5. What climate variables determine runoff timing?

The two primary climate variables that determine runoff timing are spring-time temperature and April 1 SWE. Over the watershed as a whole, mean April-June temperature turned out to be the strongest predictor, while mean April temperature was the strongest predictor over the long period of in the upper Henry’s Fork. Temperature was a strong predictor of all three timing metrics we used, whereas April 1 SWE was a strong predictor of center of mass and date of 25% volume but not of the 30-day peak flow. We again used linear regression and information-theoretic model selection to analyze dependence of runoff timing on various climate predictors. The statistical methods used here are a little more complicated than the ones used to predict runoff volume. In particular, we account for differences in timing across the three subwatersheds and correlations between years. This last one is important because most climate variables tend vary in cycles—warm years are more likely to follow other warm years, for example.

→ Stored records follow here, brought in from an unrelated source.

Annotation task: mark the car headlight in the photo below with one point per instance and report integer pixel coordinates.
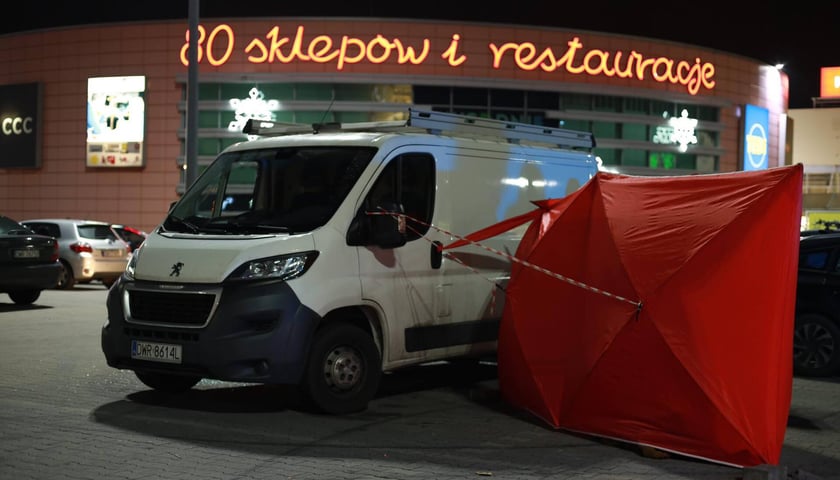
(282, 267)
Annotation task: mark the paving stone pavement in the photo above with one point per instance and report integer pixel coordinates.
(64, 414)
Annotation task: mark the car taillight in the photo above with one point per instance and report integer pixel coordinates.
(81, 247)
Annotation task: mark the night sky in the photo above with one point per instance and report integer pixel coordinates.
(803, 35)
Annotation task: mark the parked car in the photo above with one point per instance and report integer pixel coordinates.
(130, 235)
(28, 262)
(88, 249)
(816, 341)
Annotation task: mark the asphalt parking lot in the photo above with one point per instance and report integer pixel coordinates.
(65, 414)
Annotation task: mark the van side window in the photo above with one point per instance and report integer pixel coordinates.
(408, 180)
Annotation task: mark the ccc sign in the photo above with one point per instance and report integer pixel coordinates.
(16, 125)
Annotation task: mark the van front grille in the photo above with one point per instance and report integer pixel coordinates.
(178, 309)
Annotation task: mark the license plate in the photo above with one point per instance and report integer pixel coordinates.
(26, 254)
(156, 352)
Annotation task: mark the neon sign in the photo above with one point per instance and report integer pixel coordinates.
(219, 46)
(680, 130)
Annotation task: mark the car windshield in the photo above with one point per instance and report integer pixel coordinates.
(11, 227)
(285, 190)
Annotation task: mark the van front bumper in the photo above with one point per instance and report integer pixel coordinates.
(254, 332)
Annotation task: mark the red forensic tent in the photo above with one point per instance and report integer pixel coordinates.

The regression coefficients, standard errors, and model-fit statistics are shown in the table below. Remember from algebra class that a slope is “rise over run”—in this case the change in date of runoff timing per unit change in the predictor variable. As explained last week, the R2 statistic gives the fraction of variability in the response (runoff timing) explained by the predictors (including the year-to-year correlation, which is not listed here). Overall, these are not bad models, and you can see that watershed-wide, the 30-day peak flow is best predicted. On a stream-by-stream basis, runoff timing in Fall River was much better predicted than that of the other two watersheds—the best model for Fall River had R2 = 0.85. This is because Fall River is a long, narrow drainage whose headwaters are very uniform in geology and elevation. When the snow melts in the Fall River headwaters, it all melts at once, producing a narrow, well-defined runoff peak. The other two subwatersheds vary substantially in elevation and geology, so runoff timing is not as well defined.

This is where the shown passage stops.